Hadhad did not go far before feeling disconnected from his homeland — or his humanity. As one of the thousands of refugees who crossed the border into Lebanon each day, Hadhad found himself at the United Nations High
Commissioner for Refugees, where an officer addressed him by the number on his chest. Hadhad refused to respond.
“I told them, ‘We are not a number. Why are you calling me with a number? I have a name, and you have it,’ — and he did have it, in front of him, but he just preferred to call us by our numbers. It was an eye-opening moment for my family, because when you are in that situation, you just need anything that brings you hope. And I think the moment that we challenged to claim our humanity back, that was the first time when I saw my family hopeful again.”

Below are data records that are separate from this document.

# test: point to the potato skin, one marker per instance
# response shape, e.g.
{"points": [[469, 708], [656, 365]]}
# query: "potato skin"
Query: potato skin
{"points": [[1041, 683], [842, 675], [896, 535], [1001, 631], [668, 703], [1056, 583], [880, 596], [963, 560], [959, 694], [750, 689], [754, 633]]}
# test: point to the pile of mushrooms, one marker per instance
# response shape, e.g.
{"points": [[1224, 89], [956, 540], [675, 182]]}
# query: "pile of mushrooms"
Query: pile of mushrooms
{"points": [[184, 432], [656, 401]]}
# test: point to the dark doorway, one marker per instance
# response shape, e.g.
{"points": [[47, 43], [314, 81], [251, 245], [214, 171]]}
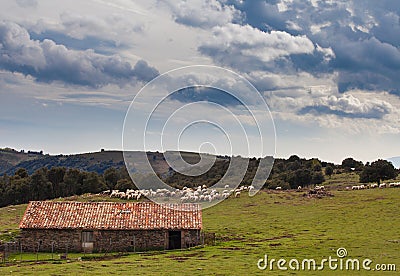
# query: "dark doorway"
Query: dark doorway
{"points": [[174, 240]]}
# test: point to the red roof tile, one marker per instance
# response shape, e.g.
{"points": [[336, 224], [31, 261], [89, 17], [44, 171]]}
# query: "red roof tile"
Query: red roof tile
{"points": [[111, 215]]}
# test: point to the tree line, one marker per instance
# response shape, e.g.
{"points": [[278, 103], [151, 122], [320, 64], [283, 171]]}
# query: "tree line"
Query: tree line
{"points": [[288, 173]]}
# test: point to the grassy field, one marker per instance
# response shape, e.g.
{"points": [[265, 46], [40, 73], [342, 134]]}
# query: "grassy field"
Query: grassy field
{"points": [[282, 224]]}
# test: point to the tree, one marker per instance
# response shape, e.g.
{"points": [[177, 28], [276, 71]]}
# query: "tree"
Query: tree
{"points": [[317, 178], [56, 177], [22, 172], [329, 171], [124, 184], [40, 186], [378, 170]]}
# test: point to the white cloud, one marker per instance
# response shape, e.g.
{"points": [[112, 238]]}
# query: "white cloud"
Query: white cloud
{"points": [[47, 61], [204, 14], [241, 46]]}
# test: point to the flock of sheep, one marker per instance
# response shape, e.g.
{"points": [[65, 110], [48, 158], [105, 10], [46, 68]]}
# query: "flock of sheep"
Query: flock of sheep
{"points": [[204, 194], [199, 194], [374, 186]]}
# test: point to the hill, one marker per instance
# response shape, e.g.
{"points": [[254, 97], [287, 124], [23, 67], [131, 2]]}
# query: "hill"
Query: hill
{"points": [[282, 224], [11, 160]]}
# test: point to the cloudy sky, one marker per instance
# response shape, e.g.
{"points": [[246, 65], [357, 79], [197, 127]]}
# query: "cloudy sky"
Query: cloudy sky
{"points": [[328, 70]]}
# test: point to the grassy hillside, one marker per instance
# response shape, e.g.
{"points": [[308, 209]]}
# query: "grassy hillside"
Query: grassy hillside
{"points": [[11, 160], [282, 224]]}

When the family decided to flee their homeland in 2013, they applied to 15 countries, and the process got even the optimistic Hadhad down. “I tried to go to the U.S., to France, to Spain, to Portugal, to Australia, New Zealand. None of these countries actually opened the doors for us, and I actually didn’t even think about applying to Canada, because I thought, how is Canada going to be different than all of those countries?”
Then Hadhad remembered a cab driver he met in Lebanon in 2014, who had lived in Montreal for 10 years and loved it. Hadhad applied and ended up on the third flight of Syrian refugees to Canada in 2015, who were welcomed by then-governor general David Johnston.

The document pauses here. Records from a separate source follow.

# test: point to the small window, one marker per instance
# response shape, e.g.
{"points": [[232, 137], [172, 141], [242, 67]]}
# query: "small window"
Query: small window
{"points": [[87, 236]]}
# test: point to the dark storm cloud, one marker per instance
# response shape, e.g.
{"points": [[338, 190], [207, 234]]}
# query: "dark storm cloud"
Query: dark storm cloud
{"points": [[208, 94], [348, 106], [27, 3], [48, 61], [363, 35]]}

Over the next few weeks, 32 family members followed Hadhad to freedom.
“It feels like a dream, and I’m absolutely very grateful to have made that choice, because coming to Canada is absolutely the best decision I have made in my entire life.”
Hadhad settled in the Nova Scotia town of Antigonish, which welcomed him and his fellow immigrants, “in a way that we have never imagined. We have never imagined that anyone in the world actually would care about us after the war started. Because what the war does, is it just makes you lose your belief and your sense of humanity. It makes you lose the ability to comprehend the idea that, yes, there are caring people around the world, [and] we matter to them. Because the only thing that war does well is make us numbers on the screens.”

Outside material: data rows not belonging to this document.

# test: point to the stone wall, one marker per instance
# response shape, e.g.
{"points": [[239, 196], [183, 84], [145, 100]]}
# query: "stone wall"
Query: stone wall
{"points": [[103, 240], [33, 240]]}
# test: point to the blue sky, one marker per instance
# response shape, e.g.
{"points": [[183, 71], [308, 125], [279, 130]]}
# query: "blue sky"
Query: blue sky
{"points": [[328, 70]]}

By the end of the third week in their new community, the Hadhads were already looking to give back to it. But it wasn’t only because they’re a hardworking, chocolate-loving family that does good by doing good business.
Although we have faced overwhelming support, one of the community members came to me and said, ‘Welcome to Canada, Tareq. I saw your picture yesterday on the front page of the newspaper, but why did you come here to take our jobs? I said, ‘We did not come here to take jobs. We came here to create them.’”
Two months after the Hadhads arrived, a few Antigonishians attended a potluck and tried the first Peace by Chocolate products made on Canadian soil. Then Hadhad brought his family’s treats to farmers’ markets and, by late
winter of 2016, the first Canadian Peace by Chocolate storefront opened, employing community members and fellow immigrants, who welcomed about 100 people waiting for the doors to open that first day.
“It meant a lot to our family that, yes, there are people who care about what we are making, and they want to be a part of it. They want to be a part of that success.”
Success sums up much of Hadhad’s life since then. He now spends much of his time traveling and talking to international audiences, sharing his story of survival and hearing heartbreakingly similar tales in return. But he says the greatest achievement of his life was when he officially became a Canadian citizen in 2020. And for all its awfulness, Hadhad looks at the war as a turning point that sent him on a journey to where he is today.
“Something that kept me going is a quote from a wonderful Canadian that said, ‘Canadians are born everywhere. It just takes them a little bit to get here’. I really keep that very close to my heart, because that’s my story.”